La dividida ciudad de Mitrovica vivió ayer un nuevo estallido de violencia étnica. Dieciséis soldados franceses de la Kfor, 20 serbios y tres albaneses resultaron heridos como consecuencia de la explosión de varias granadas de mano y diversos disparos, según informó Mark Cox, portavoz de la fuerza multinacional para Kosovo. Los hechos se produjeron en el norte de la ciudad, habitado por serbios, pero dentro del sector conocido como Pequeña Bosnia, donde residen la mayor parte de los 1.000 albaneses que resisten entre 10.000 serbios al norte del río Ibar.

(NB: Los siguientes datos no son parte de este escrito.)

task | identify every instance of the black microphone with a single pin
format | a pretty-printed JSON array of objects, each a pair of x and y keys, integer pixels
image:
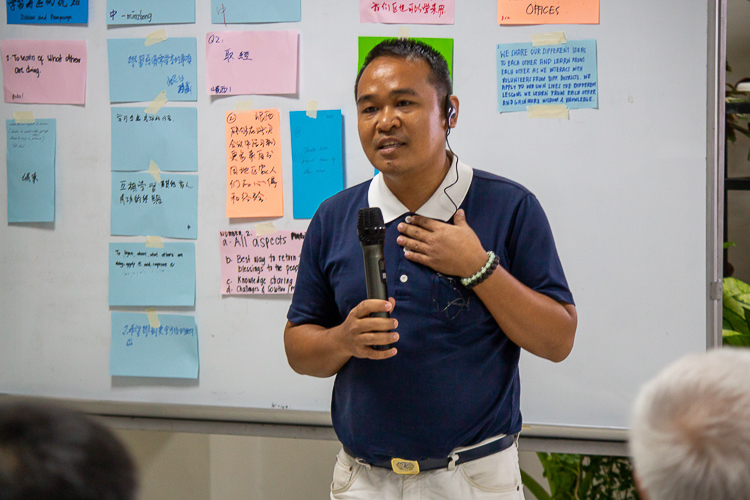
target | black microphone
[{"x": 371, "y": 232}]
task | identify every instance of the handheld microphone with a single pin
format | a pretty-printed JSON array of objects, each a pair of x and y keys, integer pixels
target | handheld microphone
[{"x": 371, "y": 232}]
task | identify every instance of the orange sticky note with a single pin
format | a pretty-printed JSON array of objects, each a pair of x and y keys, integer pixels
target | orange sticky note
[
  {"x": 548, "y": 12},
  {"x": 254, "y": 186}
]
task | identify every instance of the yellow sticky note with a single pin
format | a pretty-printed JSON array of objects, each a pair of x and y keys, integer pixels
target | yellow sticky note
[
  {"x": 312, "y": 109},
  {"x": 155, "y": 37},
  {"x": 244, "y": 105},
  {"x": 554, "y": 38},
  {"x": 154, "y": 242},
  {"x": 157, "y": 103},
  {"x": 264, "y": 228},
  {"x": 153, "y": 169},
  {"x": 548, "y": 111},
  {"x": 510, "y": 12},
  {"x": 153, "y": 318},
  {"x": 254, "y": 187},
  {"x": 23, "y": 116}
]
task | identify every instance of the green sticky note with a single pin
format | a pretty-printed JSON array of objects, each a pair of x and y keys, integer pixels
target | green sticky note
[{"x": 442, "y": 45}]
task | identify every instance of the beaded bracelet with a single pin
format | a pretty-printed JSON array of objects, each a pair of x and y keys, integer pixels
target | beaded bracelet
[{"x": 482, "y": 274}]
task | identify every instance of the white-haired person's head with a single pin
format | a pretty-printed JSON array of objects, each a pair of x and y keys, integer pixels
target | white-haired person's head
[{"x": 690, "y": 429}]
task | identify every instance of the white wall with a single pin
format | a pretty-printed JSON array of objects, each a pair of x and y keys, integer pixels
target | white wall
[{"x": 738, "y": 202}]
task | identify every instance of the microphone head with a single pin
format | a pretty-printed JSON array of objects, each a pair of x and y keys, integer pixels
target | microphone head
[{"x": 370, "y": 226}]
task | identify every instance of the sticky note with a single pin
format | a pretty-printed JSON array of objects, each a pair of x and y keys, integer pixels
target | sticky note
[
  {"x": 251, "y": 62},
  {"x": 317, "y": 166},
  {"x": 47, "y": 12},
  {"x": 141, "y": 276},
  {"x": 169, "y": 138},
  {"x": 254, "y": 164},
  {"x": 510, "y": 12},
  {"x": 143, "y": 206},
  {"x": 150, "y": 12},
  {"x": 441, "y": 12},
  {"x": 442, "y": 45},
  {"x": 141, "y": 350},
  {"x": 557, "y": 74},
  {"x": 255, "y": 11},
  {"x": 259, "y": 264},
  {"x": 31, "y": 170},
  {"x": 44, "y": 71},
  {"x": 138, "y": 73}
]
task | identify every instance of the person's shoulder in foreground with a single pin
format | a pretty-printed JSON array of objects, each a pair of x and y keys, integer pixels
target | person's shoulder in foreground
[
  {"x": 52, "y": 453},
  {"x": 690, "y": 429}
]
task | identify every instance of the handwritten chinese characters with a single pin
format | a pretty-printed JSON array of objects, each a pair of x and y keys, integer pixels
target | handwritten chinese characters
[
  {"x": 251, "y": 62},
  {"x": 510, "y": 12},
  {"x": 254, "y": 187},
  {"x": 139, "y": 73},
  {"x": 255, "y": 264},
  {"x": 141, "y": 350},
  {"x": 373, "y": 11},
  {"x": 141, "y": 276},
  {"x": 47, "y": 11},
  {"x": 142, "y": 205},
  {"x": 43, "y": 71},
  {"x": 168, "y": 137},
  {"x": 558, "y": 74},
  {"x": 31, "y": 170}
]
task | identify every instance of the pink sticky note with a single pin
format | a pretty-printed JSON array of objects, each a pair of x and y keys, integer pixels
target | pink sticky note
[
  {"x": 373, "y": 11},
  {"x": 44, "y": 71},
  {"x": 259, "y": 264},
  {"x": 251, "y": 62}
]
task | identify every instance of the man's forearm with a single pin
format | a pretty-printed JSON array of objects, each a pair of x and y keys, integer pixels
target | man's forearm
[
  {"x": 311, "y": 350},
  {"x": 533, "y": 321}
]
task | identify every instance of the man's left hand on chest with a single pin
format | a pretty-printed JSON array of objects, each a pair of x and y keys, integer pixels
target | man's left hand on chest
[{"x": 450, "y": 249}]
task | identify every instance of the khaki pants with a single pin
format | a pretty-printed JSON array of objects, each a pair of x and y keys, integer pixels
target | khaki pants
[{"x": 496, "y": 477}]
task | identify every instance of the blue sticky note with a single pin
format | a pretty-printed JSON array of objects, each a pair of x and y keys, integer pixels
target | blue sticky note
[
  {"x": 141, "y": 350},
  {"x": 317, "y": 166},
  {"x": 142, "y": 276},
  {"x": 553, "y": 74},
  {"x": 169, "y": 138},
  {"x": 48, "y": 12},
  {"x": 139, "y": 73},
  {"x": 255, "y": 11},
  {"x": 143, "y": 206},
  {"x": 31, "y": 170},
  {"x": 150, "y": 12}
]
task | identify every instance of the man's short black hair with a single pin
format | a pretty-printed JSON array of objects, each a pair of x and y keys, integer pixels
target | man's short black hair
[
  {"x": 51, "y": 453},
  {"x": 413, "y": 50}
]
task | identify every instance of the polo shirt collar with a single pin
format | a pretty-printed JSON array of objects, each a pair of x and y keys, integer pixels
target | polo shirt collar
[{"x": 439, "y": 205}]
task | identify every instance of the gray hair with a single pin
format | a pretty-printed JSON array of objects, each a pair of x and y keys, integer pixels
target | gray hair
[{"x": 690, "y": 429}]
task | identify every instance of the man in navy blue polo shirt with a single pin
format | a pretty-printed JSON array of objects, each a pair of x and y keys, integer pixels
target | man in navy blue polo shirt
[{"x": 474, "y": 277}]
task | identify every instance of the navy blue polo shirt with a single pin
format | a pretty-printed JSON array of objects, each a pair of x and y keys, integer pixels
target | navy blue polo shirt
[{"x": 454, "y": 381}]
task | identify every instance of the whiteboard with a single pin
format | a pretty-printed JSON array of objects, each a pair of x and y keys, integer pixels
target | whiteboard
[{"x": 627, "y": 188}]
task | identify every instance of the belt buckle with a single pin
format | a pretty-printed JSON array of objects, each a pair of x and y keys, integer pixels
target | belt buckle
[{"x": 404, "y": 467}]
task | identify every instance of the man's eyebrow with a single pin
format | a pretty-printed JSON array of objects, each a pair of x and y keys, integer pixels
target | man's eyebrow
[{"x": 395, "y": 92}]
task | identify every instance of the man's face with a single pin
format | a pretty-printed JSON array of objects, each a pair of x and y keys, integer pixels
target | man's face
[{"x": 401, "y": 123}]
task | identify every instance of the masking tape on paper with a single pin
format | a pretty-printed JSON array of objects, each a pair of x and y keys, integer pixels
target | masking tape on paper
[
  {"x": 154, "y": 242},
  {"x": 23, "y": 116},
  {"x": 312, "y": 109},
  {"x": 153, "y": 318},
  {"x": 554, "y": 38},
  {"x": 265, "y": 228},
  {"x": 548, "y": 111},
  {"x": 153, "y": 169},
  {"x": 155, "y": 37},
  {"x": 157, "y": 103}
]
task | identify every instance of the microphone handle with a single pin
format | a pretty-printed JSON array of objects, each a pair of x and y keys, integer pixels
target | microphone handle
[{"x": 375, "y": 280}]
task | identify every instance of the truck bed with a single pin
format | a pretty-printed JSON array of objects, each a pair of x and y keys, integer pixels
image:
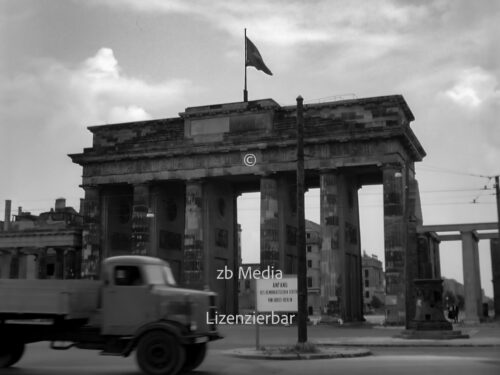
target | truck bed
[{"x": 71, "y": 299}]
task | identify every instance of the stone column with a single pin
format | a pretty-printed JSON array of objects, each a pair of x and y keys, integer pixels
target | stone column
[
  {"x": 91, "y": 234},
  {"x": 140, "y": 227},
  {"x": 472, "y": 281},
  {"x": 194, "y": 260},
  {"x": 495, "y": 273},
  {"x": 331, "y": 254},
  {"x": 59, "y": 266},
  {"x": 287, "y": 223},
  {"x": 395, "y": 243},
  {"x": 269, "y": 224},
  {"x": 42, "y": 263},
  {"x": 14, "y": 264},
  {"x": 70, "y": 271}
]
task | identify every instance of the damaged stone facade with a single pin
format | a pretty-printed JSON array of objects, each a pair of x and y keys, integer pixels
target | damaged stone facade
[{"x": 168, "y": 188}]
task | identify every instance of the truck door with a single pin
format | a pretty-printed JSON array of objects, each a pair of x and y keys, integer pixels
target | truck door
[{"x": 126, "y": 303}]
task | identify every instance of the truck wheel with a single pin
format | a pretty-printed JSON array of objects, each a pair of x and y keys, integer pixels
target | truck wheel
[
  {"x": 159, "y": 353},
  {"x": 10, "y": 353},
  {"x": 195, "y": 354}
]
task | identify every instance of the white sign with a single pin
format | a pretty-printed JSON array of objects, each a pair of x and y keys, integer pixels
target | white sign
[{"x": 277, "y": 294}]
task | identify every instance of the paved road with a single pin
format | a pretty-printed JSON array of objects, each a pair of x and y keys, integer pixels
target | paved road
[{"x": 40, "y": 360}]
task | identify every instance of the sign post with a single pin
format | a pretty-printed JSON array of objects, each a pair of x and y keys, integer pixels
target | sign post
[{"x": 275, "y": 295}]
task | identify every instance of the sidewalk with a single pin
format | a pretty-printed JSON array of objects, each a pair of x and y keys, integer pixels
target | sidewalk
[
  {"x": 481, "y": 335},
  {"x": 359, "y": 335}
]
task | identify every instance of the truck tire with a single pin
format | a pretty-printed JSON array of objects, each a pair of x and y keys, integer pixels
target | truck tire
[
  {"x": 160, "y": 353},
  {"x": 195, "y": 354},
  {"x": 10, "y": 353}
]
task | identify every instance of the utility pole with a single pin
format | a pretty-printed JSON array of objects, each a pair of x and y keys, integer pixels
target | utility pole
[
  {"x": 497, "y": 189},
  {"x": 301, "y": 228}
]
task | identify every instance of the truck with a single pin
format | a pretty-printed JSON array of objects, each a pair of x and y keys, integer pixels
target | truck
[{"x": 136, "y": 305}]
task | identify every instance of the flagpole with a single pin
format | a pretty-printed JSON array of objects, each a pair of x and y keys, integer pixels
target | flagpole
[{"x": 245, "y": 92}]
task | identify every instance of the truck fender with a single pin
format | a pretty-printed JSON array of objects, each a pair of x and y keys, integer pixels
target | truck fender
[{"x": 173, "y": 328}]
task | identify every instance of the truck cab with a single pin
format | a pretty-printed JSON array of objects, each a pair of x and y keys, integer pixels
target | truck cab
[{"x": 136, "y": 305}]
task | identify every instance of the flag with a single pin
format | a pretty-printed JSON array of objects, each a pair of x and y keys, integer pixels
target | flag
[{"x": 254, "y": 58}]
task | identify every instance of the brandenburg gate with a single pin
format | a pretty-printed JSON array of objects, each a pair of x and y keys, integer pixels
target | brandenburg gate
[{"x": 169, "y": 188}]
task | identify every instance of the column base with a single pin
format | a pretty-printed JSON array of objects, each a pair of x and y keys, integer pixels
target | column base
[{"x": 411, "y": 334}]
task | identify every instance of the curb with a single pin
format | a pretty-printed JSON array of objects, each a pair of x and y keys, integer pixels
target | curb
[
  {"x": 328, "y": 353},
  {"x": 409, "y": 343}
]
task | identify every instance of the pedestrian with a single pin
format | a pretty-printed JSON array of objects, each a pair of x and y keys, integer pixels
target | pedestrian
[{"x": 451, "y": 311}]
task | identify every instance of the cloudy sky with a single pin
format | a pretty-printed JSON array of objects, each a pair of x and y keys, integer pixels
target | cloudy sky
[{"x": 66, "y": 65}]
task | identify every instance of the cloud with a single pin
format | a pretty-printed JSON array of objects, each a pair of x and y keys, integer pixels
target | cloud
[
  {"x": 290, "y": 22},
  {"x": 473, "y": 87},
  {"x": 96, "y": 91},
  {"x": 45, "y": 111}
]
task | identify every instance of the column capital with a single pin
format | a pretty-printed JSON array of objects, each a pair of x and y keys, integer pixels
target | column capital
[{"x": 393, "y": 166}]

Con cerca de 40 heridos, un niño entre ellos, este incidente se ha convertido en uno de los más graves ocurridos en Mitrovica, símbolo de la división de Kosovo. "El ataque comenzó [cerca de las 13.00 horas] después de una pelea entre jóvenes serbios y albanokosovares", según informó Philippe Pacaud, portavoz de la misión de Naciones Unidas para Kosovo (Unmik) en Mitrovica. Inmediatamente después de que un joven albanokosovar disparase con un rifle de caza sobre otro joven y le hiriese, un grupo de albanokosovares que estaban en una casa cercana lanzaron al menos dos granadas de mano sobre el lugar de los disparos. En ese momento, tropas francesas de la Kfor se disponían a rodear la casa donde se había producido el tiroteo para su registro, por lo que la explosión de las granadas les alcanzó de pleno. Aun así, ninguno de los soldados franceses sufrió heridas de gravedad. No corrió idéntica suerte uno de los heridos serbios, que a última hora de ayer permanecía en el hospital en estado crítico. "Veinte serbios han ingresado en el hospital con heridas leves, pero uno de ellos estaba herido de gravedad", aseguró Marko Jaksic, jefe de cirugía del hospital serbio de Mitrovica.A pesar de que la violencia cesó a última hora de la mañana, una extrema tensión se vivía ayer por la noche en Mitrovica. Fue entonces cuando comenzó a circular una versión distinta de los hechos. Diferente al relato ofrecido por el portavoz de Kfor, un grupo de albanokosovares que huyeron del norte al sur de la ciudad aseguraron haber sido expulsados por los serbios que lanzaron granadas sobre sus casas. "Casa por casa lanzaron granadas para expulsarnos", aseguró uno de los albaneses huido del norte. El hecho de que tropas francesas de la Kfor continuasen ayer por la noche con el registro de casas en busca de sospechosos hacía temer nuevos incidentes.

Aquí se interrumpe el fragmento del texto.